The formula comes directly from the Pythagorean theorem applied twice. First, imagine projecting the segment \(AB\)
onto the \(xy\)-plane. In that plane, the horizontal distance is
\(\sqrt{(x_2-x_1)^2+(y_2-y_1)^2}\). Then the full 3D segment forms a right triangle with that planar distance as one leg
and the vertical difference \((z_2-z_1)\) as the other leg. Applying Pythagoras again gives:
\[
\begin{aligned}
d &= \sqrt{(x_2-x_1)^2 + (y_2-y_1)^2 + (z_2-z_1)^2} \\
d^2 &= (x_2-x_1)^2 + (y_2-y_1)^2 + (z_2-z_1)^2
\end{aligned}
\]
The squared distance \(d^2\) is especially useful in practice: it avoids the square root and preserves ordering
(if \(d_1 < d_2\), then \(d_1^2 < d_2^2\)). That is why many algorithms compare squared distances when they only need
to decide which point is closer (for example, nearest-neighbor searches, clustering, and collision checks).

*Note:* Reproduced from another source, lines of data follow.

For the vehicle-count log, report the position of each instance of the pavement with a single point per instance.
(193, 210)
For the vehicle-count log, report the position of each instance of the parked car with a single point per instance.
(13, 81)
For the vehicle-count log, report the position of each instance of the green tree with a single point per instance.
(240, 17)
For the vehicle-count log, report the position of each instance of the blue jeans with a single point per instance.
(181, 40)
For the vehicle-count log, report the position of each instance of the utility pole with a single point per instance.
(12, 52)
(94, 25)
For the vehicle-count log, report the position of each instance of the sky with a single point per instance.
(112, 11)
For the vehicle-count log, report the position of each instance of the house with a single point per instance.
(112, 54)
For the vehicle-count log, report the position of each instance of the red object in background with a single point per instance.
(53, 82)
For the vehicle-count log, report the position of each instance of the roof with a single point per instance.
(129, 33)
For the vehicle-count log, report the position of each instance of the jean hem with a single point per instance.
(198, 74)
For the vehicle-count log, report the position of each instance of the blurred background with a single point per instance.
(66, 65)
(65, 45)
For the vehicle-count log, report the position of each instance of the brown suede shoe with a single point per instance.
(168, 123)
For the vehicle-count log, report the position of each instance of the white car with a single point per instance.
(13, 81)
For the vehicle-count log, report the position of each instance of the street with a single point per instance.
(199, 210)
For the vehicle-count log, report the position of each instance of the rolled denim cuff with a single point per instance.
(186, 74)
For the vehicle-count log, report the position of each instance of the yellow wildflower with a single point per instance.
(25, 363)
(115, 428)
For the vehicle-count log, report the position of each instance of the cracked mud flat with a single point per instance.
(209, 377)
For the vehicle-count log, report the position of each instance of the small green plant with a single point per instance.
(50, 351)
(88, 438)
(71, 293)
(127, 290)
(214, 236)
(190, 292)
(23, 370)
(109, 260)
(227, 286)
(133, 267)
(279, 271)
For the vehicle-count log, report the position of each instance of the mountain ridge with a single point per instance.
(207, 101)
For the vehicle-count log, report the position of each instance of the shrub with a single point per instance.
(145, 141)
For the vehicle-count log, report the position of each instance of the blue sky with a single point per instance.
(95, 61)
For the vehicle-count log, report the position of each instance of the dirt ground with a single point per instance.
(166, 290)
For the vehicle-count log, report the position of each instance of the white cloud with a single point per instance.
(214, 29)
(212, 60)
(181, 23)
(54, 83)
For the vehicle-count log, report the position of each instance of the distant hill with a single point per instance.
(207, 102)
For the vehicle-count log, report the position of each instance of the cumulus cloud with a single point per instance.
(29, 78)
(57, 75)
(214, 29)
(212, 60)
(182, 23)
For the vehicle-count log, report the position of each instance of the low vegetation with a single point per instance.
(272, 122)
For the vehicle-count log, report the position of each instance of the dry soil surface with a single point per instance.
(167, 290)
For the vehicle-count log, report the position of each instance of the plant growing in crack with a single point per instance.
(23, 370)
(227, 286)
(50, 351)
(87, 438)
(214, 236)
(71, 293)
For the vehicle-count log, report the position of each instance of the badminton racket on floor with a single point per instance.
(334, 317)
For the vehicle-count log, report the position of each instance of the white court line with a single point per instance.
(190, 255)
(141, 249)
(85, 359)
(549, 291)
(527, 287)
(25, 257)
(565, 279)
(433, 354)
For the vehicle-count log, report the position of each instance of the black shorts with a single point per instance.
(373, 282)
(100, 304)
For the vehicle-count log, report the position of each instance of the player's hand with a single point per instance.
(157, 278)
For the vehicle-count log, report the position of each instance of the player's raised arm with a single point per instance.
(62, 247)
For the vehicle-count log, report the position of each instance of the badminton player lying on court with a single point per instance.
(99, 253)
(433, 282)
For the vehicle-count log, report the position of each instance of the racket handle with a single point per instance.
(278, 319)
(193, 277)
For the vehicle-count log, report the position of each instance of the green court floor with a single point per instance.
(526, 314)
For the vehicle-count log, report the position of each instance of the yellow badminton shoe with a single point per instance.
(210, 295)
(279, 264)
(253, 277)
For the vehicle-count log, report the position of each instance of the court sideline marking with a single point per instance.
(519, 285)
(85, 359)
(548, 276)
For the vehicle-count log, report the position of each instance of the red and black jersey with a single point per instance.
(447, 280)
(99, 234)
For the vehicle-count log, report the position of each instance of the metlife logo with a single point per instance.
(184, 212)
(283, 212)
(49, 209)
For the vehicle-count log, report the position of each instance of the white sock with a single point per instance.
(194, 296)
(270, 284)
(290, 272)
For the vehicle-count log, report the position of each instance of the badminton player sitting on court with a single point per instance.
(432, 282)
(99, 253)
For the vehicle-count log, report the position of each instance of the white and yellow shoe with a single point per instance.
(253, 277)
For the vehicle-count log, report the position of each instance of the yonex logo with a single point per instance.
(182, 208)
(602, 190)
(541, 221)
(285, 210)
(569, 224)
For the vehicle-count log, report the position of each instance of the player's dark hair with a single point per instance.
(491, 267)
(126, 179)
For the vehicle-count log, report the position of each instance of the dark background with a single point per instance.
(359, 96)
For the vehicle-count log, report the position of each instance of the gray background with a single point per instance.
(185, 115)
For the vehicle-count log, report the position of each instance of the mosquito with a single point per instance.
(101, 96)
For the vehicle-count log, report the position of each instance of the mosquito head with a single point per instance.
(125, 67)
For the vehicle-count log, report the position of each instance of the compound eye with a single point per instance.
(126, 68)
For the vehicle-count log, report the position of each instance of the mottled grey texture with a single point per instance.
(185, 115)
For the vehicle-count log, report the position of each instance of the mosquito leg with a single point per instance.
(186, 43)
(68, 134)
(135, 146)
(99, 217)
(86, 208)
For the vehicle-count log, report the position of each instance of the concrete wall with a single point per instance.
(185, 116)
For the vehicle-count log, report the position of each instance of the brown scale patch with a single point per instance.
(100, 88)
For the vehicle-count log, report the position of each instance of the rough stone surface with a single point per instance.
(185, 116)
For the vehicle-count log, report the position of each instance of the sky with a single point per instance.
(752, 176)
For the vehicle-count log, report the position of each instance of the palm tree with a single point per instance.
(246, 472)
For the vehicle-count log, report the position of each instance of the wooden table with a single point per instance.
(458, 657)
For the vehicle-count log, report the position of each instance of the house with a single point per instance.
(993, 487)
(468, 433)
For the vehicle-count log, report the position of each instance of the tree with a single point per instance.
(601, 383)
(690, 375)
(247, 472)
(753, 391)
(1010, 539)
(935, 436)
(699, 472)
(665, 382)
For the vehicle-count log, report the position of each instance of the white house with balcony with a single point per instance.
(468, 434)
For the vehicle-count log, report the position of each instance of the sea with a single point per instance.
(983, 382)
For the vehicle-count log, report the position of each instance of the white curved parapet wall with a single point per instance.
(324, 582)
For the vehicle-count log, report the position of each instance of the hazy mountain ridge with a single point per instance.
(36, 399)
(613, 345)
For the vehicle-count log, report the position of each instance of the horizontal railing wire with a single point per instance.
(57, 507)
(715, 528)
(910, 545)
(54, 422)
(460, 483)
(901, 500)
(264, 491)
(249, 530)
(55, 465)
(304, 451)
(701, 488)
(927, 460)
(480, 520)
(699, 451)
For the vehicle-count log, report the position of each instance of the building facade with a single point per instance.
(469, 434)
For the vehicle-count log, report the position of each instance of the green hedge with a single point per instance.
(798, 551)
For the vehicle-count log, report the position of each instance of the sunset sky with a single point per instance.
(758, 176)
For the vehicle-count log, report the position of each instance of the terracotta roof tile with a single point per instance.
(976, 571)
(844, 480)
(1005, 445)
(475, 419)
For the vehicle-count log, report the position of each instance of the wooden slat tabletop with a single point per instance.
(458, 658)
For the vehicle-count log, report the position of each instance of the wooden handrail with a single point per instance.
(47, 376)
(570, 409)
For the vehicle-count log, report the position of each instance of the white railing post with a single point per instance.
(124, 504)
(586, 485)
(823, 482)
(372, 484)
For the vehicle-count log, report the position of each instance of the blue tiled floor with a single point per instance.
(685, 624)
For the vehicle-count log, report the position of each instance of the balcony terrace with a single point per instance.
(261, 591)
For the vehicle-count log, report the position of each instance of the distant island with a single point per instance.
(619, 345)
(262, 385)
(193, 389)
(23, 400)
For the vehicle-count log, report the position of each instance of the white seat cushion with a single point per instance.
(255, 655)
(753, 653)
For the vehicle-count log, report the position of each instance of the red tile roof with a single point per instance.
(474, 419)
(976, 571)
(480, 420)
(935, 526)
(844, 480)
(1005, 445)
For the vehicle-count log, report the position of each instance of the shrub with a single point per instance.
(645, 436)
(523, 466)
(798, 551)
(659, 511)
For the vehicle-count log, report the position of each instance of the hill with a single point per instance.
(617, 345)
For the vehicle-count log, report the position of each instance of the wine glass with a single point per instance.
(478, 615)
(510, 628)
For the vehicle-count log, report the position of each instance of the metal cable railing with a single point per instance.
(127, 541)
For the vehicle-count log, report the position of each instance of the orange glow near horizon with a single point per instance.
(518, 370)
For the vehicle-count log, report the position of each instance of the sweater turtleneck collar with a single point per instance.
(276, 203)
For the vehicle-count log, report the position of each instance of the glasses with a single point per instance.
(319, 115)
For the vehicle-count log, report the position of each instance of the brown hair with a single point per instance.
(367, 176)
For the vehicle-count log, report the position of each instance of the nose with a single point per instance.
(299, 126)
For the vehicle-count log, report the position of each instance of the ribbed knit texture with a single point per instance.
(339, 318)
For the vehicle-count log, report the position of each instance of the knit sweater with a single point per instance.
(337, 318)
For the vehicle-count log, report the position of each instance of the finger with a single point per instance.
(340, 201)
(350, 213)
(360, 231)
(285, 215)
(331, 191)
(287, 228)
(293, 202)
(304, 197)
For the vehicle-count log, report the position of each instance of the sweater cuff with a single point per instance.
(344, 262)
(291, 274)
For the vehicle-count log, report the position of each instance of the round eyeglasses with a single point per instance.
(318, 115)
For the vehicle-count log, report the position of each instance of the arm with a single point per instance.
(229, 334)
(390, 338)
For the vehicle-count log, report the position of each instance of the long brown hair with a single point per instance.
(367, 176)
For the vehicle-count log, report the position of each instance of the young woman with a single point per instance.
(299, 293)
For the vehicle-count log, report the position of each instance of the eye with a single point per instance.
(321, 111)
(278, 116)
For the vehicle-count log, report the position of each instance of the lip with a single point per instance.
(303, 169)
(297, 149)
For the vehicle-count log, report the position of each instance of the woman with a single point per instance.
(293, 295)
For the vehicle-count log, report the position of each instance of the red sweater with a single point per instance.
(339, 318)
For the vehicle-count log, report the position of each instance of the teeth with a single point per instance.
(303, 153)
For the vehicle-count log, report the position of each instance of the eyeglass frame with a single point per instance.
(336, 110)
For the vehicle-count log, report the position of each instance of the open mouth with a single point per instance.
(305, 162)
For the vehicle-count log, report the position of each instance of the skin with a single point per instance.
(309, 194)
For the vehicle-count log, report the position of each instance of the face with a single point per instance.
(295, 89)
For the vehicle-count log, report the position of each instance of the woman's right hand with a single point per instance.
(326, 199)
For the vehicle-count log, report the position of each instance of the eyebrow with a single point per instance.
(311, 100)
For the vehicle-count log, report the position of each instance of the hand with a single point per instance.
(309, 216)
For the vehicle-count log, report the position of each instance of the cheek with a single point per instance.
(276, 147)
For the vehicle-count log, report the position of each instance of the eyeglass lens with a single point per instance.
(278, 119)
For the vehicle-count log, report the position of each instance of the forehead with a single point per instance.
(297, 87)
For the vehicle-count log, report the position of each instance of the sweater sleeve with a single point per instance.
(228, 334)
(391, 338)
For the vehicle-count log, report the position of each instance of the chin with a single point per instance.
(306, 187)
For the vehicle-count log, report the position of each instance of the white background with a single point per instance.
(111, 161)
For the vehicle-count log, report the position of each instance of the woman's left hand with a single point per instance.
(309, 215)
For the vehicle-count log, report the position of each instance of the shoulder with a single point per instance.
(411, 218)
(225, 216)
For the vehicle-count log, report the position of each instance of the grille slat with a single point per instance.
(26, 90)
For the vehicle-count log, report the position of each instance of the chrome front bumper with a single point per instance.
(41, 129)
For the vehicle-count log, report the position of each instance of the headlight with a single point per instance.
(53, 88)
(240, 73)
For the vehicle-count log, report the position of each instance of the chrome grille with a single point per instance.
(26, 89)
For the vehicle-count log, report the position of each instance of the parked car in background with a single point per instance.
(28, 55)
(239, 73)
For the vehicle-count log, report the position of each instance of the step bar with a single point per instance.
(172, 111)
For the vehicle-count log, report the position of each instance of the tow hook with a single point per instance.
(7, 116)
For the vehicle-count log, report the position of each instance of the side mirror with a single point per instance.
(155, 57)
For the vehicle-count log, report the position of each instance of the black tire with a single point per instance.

Units matter: if \(x\), \(y\), and \(z\) are measured in meters, then \(d\) is also in meters. The formula assumes all
coordinates use the same unit scale. In real-world applications like GPS-style 3D positioning, you often convert
latitude/longitude/altitude into a consistent Cartesian coordinate system before using Euclidean distance; otherwise,
the geometry of the Earth and unit conversions can distort the result.
This calculator also shows a 3D visualization of points \(A\) and \(B\) and the segment between them. The plot helps you
interpret the result: large coordinate differences in any direction increase the total distance because each squared
component adds positively to \(d^2\). You can orbit the camera, pan, and zoom to see the segment from different angles.
Finally, the midpoint
\(M=\left(\frac{x_1+x_2}{2},\frac{y_1+y_2}{2},\frac{z_1+z_2}{2}\right)\) is included because it’s a common companion
concept: it locates the point halfway along the straight path from \(A\) to \(B\).
Common checks
- If the two points are identical, all differences are 0 and the distance is 0.
- If only one coordinate changes (e.g., \(x\) changes but \(y,z\) don’t), the distance reduces to the absolute change in that coordinate.
- Swapping \(A\) and \(B\) does not change the distance.